Exosomes, including human melanoma-derived exosomes (HMEX), are known to suppress the function of immune effector cells, which for HMEX has been associated with the surface presence of the immune checkpoint ligand PD-L1. This study investigated the relationship between the BRAF mutational status of melanoma cells and the inhibition of secreted HMEX exosomes on antigen-specific human T cells. Exosomes were isolated from two melanoma cell lines, 2183-Her4 and 888-mel, which are genetically wild-type BRAF^WT and BRAF^V600E, respectively. HMEX were isolated using a modified, size-exclusion chromatography (SEC) method shown to reduce co-isolation of non-exosome-associated cytokines compared to ultracentrifugation isolation. The immunoinhibitory effect of the exosomes was tested in vitro on patient-derived NY-ESO-1-specific CD8⁺ T cells challenged with NY-ESO-1 antigen. HMEX from both cell lines inhibited the immune response of antigen-specific T cells comparably, as evidenced by the reduction of IFN-γ and TNF-α in NY-ESO-1 tetramer-positive cells.
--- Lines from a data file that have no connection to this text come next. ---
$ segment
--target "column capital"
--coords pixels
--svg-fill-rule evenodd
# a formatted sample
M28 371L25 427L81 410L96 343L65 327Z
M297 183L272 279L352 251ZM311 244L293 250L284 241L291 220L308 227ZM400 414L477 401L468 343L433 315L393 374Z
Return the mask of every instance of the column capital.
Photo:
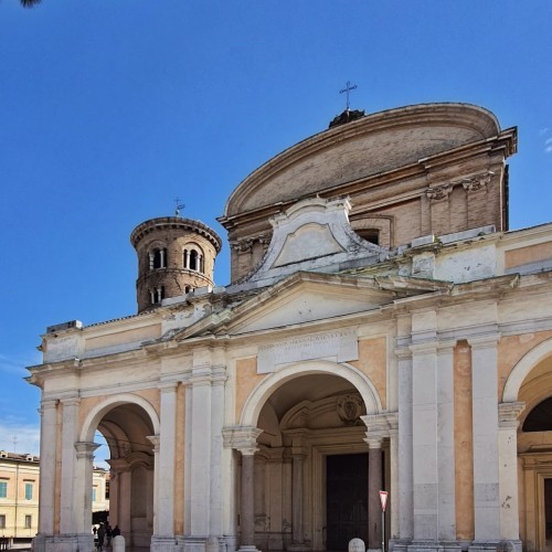
M161 393L173 393L177 391L178 384L178 381L161 381L157 389L159 389Z
M381 448L382 440L395 435L399 427L399 413L384 412L381 414L368 414L360 416L367 426L364 440L371 448Z
M78 396L70 396L67 399L60 399L60 402L63 406L79 406L81 397Z
M236 425L222 428L224 448L235 448L242 455L254 455L257 448L257 437L263 429L253 426Z
M468 337L471 349L490 349L497 347L499 341L500 333L498 331Z
M159 444L161 443L160 435L146 435L146 438L153 445L153 454L159 453Z
M76 457L93 460L94 450L96 450L99 446L100 445L97 443L77 442L75 443Z
M526 403L499 403L498 425L500 429L517 429L519 426L519 415L526 410Z

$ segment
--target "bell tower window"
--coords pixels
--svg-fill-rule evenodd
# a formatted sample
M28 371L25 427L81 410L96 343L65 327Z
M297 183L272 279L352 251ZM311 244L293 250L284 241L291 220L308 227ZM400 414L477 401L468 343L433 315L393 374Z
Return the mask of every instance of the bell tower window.
M183 251L182 264L184 268L198 273L204 273L204 257L201 250L190 247Z
M167 268L167 248L155 248L149 253L149 269Z
M149 290L151 305L159 305L164 299L164 286L155 287Z

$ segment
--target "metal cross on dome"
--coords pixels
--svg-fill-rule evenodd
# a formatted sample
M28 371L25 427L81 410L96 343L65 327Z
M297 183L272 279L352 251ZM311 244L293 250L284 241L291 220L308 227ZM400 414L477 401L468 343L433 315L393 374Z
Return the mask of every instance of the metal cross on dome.
M339 94L343 94L343 92L347 93L347 107L346 107L346 110L349 110L349 93L351 91L354 91L354 88L357 88L357 85L353 84L351 86L351 81L347 81L346 87L342 91L339 91Z

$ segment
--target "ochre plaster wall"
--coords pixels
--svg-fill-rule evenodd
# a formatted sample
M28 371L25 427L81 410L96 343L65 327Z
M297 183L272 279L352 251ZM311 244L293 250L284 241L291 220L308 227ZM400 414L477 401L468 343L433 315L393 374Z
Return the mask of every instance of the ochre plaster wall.
M537 263L552 257L552 242L546 242L519 250L511 250L505 253L505 267L512 268L529 263Z
M454 443L456 535L474 539L474 434L471 415L471 350L460 341L454 350Z
M388 403L388 346L386 338L361 339L359 341L359 360L351 364L370 378L380 395L383 408Z
M552 337L552 331L539 331L537 333L523 333L520 336L506 336L498 344L498 397L502 402L506 381L516 364L533 347Z
M236 360L236 422L240 421L245 401L264 375L257 374L257 359Z

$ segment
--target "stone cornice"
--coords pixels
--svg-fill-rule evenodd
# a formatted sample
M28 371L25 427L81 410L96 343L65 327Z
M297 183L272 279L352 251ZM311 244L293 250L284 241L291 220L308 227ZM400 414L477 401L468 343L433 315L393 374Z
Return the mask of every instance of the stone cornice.
M258 450L257 437L263 429L253 426L231 426L222 428L224 448L235 448L243 455L253 455Z
M501 429L517 429L519 415L526 410L526 403L500 403L498 405L498 425Z

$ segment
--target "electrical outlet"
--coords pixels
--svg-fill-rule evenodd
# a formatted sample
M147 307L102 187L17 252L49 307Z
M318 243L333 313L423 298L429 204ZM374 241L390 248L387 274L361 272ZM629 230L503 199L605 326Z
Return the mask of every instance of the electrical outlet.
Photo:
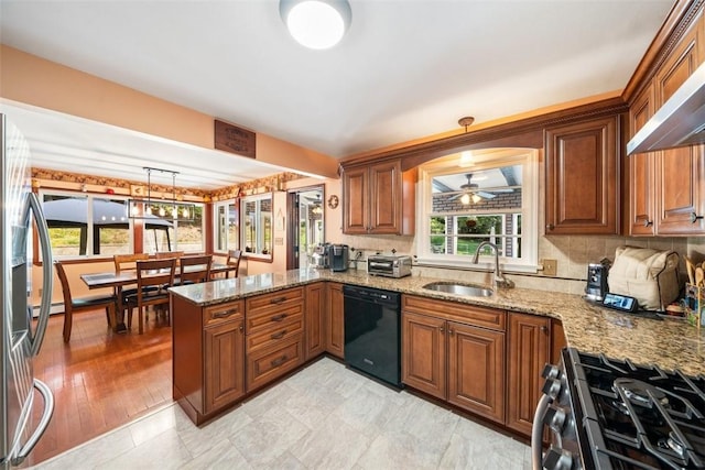
M558 262L556 260L543 260L543 275L555 276L558 271Z

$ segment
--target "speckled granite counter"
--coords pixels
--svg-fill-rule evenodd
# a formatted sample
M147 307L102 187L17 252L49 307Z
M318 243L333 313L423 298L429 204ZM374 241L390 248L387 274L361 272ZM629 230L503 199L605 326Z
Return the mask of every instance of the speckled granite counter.
M558 318L563 321L568 346L582 351L605 353L616 359L628 358L634 363L658 364L669 370L680 369L691 375L705 375L705 328L698 332L679 319L659 321L616 313L590 305L573 294L513 288L497 291L490 297L468 297L423 288L430 282L447 280L419 276L394 280L368 276L362 271L332 273L314 270L214 281L171 291L199 306L208 306L315 281L336 281Z

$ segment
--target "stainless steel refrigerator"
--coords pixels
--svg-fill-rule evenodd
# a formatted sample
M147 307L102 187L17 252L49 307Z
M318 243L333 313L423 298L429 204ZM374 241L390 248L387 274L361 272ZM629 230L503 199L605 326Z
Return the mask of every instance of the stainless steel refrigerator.
M37 197L31 192L29 145L17 127L1 113L0 141L0 470L6 470L21 464L32 451L54 411L51 390L34 378L32 368L48 323L53 263L46 222ZM34 225L43 261L43 292L36 320L32 318L33 309L28 302L32 262L28 250L31 250ZM41 414L33 412L37 406L44 407Z

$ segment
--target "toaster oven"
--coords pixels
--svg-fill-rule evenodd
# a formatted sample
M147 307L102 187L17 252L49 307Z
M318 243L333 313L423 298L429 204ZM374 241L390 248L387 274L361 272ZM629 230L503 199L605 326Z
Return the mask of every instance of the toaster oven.
M373 254L367 258L367 273L373 276L404 277L411 275L411 256Z

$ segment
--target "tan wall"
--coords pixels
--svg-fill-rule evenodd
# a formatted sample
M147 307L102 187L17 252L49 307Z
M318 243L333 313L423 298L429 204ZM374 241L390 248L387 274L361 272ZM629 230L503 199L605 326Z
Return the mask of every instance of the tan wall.
M0 97L214 149L214 117L0 44ZM257 160L336 177L327 155L257 134Z

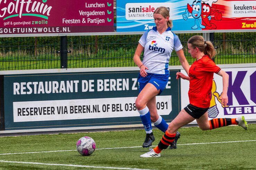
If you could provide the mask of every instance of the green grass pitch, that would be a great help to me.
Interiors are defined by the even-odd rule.
[[[156,145],[163,133],[153,132]],[[149,158],[139,157],[148,151],[141,147],[142,130],[0,137],[0,169],[256,169],[255,124],[249,125],[247,131],[232,126],[179,132],[177,149],[167,149],[160,157]],[[83,136],[96,143],[89,156],[76,150],[76,142]],[[57,152],[46,152],[52,151]],[[33,152],[38,152],[24,153]]]

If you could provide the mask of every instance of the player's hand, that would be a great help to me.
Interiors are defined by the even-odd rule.
[[[178,79],[180,78],[182,79],[187,80],[187,79],[186,79],[187,76],[185,75],[184,74],[181,73],[180,72],[177,72],[176,73],[176,75],[177,75],[176,79],[177,80]]]
[[[223,92],[222,93],[220,96],[220,99],[221,101],[221,104],[225,107],[227,107],[227,104],[229,102],[227,94],[223,93]]]
[[[148,70],[148,68],[144,65],[142,65],[140,66],[140,70],[139,71],[139,73],[143,77],[147,77],[147,73],[146,72],[146,70]]]

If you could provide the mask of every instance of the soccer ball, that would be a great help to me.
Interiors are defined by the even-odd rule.
[[[82,137],[76,143],[76,149],[79,153],[84,156],[88,156],[94,151],[96,144],[92,138],[88,136]]]

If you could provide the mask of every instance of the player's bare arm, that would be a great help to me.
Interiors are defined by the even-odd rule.
[[[227,93],[229,76],[226,72],[222,70],[221,70],[217,74],[222,77],[223,90],[221,96],[221,100],[222,104],[224,105],[224,106],[226,106],[228,103]]]

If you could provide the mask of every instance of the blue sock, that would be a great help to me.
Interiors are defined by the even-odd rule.
[[[155,127],[159,129],[162,132],[165,133],[168,128],[168,124],[166,123],[165,120],[160,115],[158,120],[154,123],[154,125]]]
[[[139,117],[140,117],[142,124],[145,128],[146,133],[150,133],[152,132],[152,126],[151,120],[150,119],[150,113],[148,108],[147,106],[142,110],[138,110],[139,113]]]

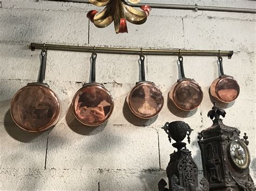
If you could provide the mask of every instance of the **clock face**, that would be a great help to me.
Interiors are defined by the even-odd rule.
[[[248,168],[250,162],[249,151],[245,144],[240,139],[230,143],[230,154],[234,164],[239,168]]]

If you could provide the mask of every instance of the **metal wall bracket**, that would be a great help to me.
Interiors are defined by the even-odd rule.
[[[36,49],[42,49],[44,47],[48,50],[82,52],[92,53],[96,51],[99,53],[107,54],[134,54],[140,55],[142,52],[144,55],[183,55],[187,56],[218,56],[221,55],[222,56],[227,56],[231,59],[233,54],[233,51],[201,51],[201,50],[187,50],[182,49],[144,49],[144,48],[111,48],[95,46],[79,46],[60,45],[53,44],[44,44],[31,43],[30,48],[33,51]]]

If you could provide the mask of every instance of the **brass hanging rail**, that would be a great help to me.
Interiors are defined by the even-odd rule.
[[[186,49],[144,49],[144,48],[111,48],[95,46],[79,46],[52,45],[48,44],[31,43],[30,48],[32,51],[36,49],[42,49],[47,48],[48,50],[93,52],[96,51],[99,53],[107,54],[135,54],[139,55],[142,52],[144,55],[183,55],[188,56],[218,56],[221,55],[222,56],[228,56],[231,59],[233,51],[197,51]]]

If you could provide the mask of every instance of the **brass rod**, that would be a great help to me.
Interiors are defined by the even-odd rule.
[[[31,43],[30,48],[33,51],[35,49],[42,49],[44,47],[44,44]],[[220,54],[222,56],[228,56],[231,59],[233,52],[223,51],[199,51],[186,50],[181,49],[144,49],[144,48],[111,48],[94,46],[79,46],[53,44],[45,44],[45,48],[48,50],[72,51],[92,53],[95,50],[97,53],[107,54],[124,54],[139,55],[142,52],[144,55],[179,55],[179,53],[183,55],[188,56],[218,56]]]

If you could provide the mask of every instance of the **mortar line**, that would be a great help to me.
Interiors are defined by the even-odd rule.
[[[49,133],[47,136],[47,143],[46,143],[46,151],[45,152],[45,160],[44,161],[44,169],[46,169],[46,161],[47,161],[47,151],[48,150],[48,140],[49,138]]]
[[[90,19],[88,19],[88,44],[90,44]]]
[[[161,161],[160,160],[160,144],[159,144],[159,133],[157,133],[157,139],[158,140],[158,158],[159,159],[159,169],[161,169]]]

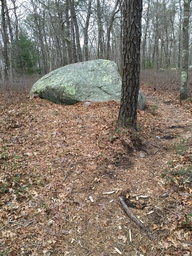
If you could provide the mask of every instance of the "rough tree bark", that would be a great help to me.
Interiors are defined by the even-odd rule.
[[[183,0],[183,68],[180,87],[180,99],[188,97],[187,80],[189,70],[189,26],[190,4],[192,0]]]
[[[142,4],[142,0],[124,2],[123,77],[117,124],[134,130],[140,87]]]
[[[88,61],[89,56],[88,52],[88,29],[89,28],[89,20],[91,12],[91,3],[92,0],[89,0],[87,14],[87,15],[85,26],[84,29],[84,59],[86,61]]]
[[[66,0],[65,3],[65,19],[66,20],[66,40],[67,46],[67,52],[68,64],[71,64],[73,63],[72,48],[71,47],[71,36],[70,35],[70,21],[69,17],[69,0]]]
[[[107,51],[106,51],[106,59],[109,60],[109,50],[110,48],[110,35],[111,35],[111,29],[113,26],[113,23],[114,20],[114,18],[115,16],[115,15],[116,13],[120,9],[120,6],[121,6],[121,3],[120,4],[120,6],[119,9],[116,12],[116,9],[118,6],[119,3],[120,2],[120,0],[116,0],[116,2],[115,3],[115,6],[113,9],[113,11],[111,12],[111,15],[110,20],[109,21],[109,24],[108,28],[108,31],[107,32]]]
[[[76,15],[76,10],[75,9],[75,1],[74,0],[70,0],[70,12],[71,13],[71,18],[73,18],[73,24],[75,27],[76,31],[75,36],[76,40],[76,44],[77,48],[77,53],[78,61],[79,62],[81,62],[83,61],[82,56],[81,49],[81,45],[80,42],[79,31],[79,29],[78,23],[77,20],[77,16]]]

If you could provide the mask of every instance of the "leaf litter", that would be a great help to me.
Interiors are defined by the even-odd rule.
[[[116,127],[117,102],[85,108],[1,95],[2,255],[191,253],[191,186],[177,173],[171,183],[161,175],[191,164],[191,102],[142,89],[147,106],[134,133]],[[168,134],[171,140],[162,138]],[[119,195],[153,241],[125,214]]]

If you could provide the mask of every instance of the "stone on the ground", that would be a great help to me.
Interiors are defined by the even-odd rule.
[[[113,61],[96,60],[79,62],[56,69],[39,79],[30,94],[58,104],[73,105],[84,101],[120,100],[122,81]],[[138,106],[145,102],[140,91]]]
[[[166,70],[163,68],[160,68],[159,71],[160,72],[165,72]]]

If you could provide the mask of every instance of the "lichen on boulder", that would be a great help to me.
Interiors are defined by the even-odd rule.
[[[36,82],[30,93],[56,103],[73,105],[84,101],[120,100],[121,86],[121,78],[115,62],[96,60],[53,70]],[[142,98],[143,102],[142,96],[139,96],[138,100]],[[139,103],[138,106],[140,107]]]

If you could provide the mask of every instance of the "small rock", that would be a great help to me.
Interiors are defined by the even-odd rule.
[[[144,153],[141,153],[141,154],[140,154],[140,156],[141,157],[145,157],[145,154]]]
[[[164,194],[163,194],[161,196],[161,197],[167,197],[169,195],[169,194],[168,193],[166,192],[166,193],[164,193]]]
This inhibition could be partially reversed by the presence of anti-PD-L1 and anti-IL-10 antibodies. IL-10 has been demonstrated to be a critical pathway for sustaining enhanced tumorigenesis in BRAF^V600E mutant cells compared to BRAF^WT melanoma cells. Thus, we demonstrate that HMEX inhibit antigen-specific T cell responses independent of the BRAF mutational status of the parent cells. In addition, PD-L1 and IL-10 contribute to the HMEX-mediated immunosuppression of antigen-specific human T cells. The inhibitory capacity of exosomes should be taken into consideration when developing therapies that are reliant upon the potency of customized, antigen-specific effector T cells.

摘要

已知外泌体，包括人类黑色素瘤衍生的外泌体 (HMEX) 会抑制免疫效应细胞的功能，对于 HMEX，这与免疫检查点配体 PD-L1 的表面存在有关。本研究调查了黑色素瘤细胞的 BRAF 突变状态与分泌的 HMEX 外泌体对抗原特异性人类 T 细胞的抑制之间的关系。从两种黑色素瘤细胞系 2183-Her4 和 888-mel 中分离出外泌体，它们是基因野生型 BRAF ^WT和 BRAF ^V600E， 分别。HMEX 使用改进的尺寸排阻色谱 (SEC) 方法进行分离，与超速离心分离相比，该方法显示可减少非外泌体相关细胞因子的共分离。外泌体的免疫抑制作用在体外对用 NY-ESO-1 抗原攻击的患者衍生的 NY-ESO-1 特异性 CD8 ⁺ T 细胞进行了测试。来自两种细胞系的 HMEX 可相当地抑制抗原特异性 T 细胞的免疫反应，这可以通过 NY-ESO-1 四聚体阳性细胞中 IFN-γ 和 TNF-α 的减少来证明。抗 PD-L1 和抗 IL-10 抗体的存在可以部分逆转这种抑制作用。^{与 BRAF WT}相比， IL-10 已被证明是在 BRAF ^V600E突变细胞中维持增强的肿瘤发生的关键途径黑色素瘤细胞。因此，我们证明 HMEX 抑制抗原特异性 T 细胞反应，而与亲本细胞的 BRAF 突变状态无关。此外，PD-L1 和 IL-10 有助于 HMEX 介导的抗原特异性人类 T 细胞的免疫抑制。在开发依赖于定制的抗原特异性效应 T 细胞效力的疗法时，应考虑外泌体的抑制能力。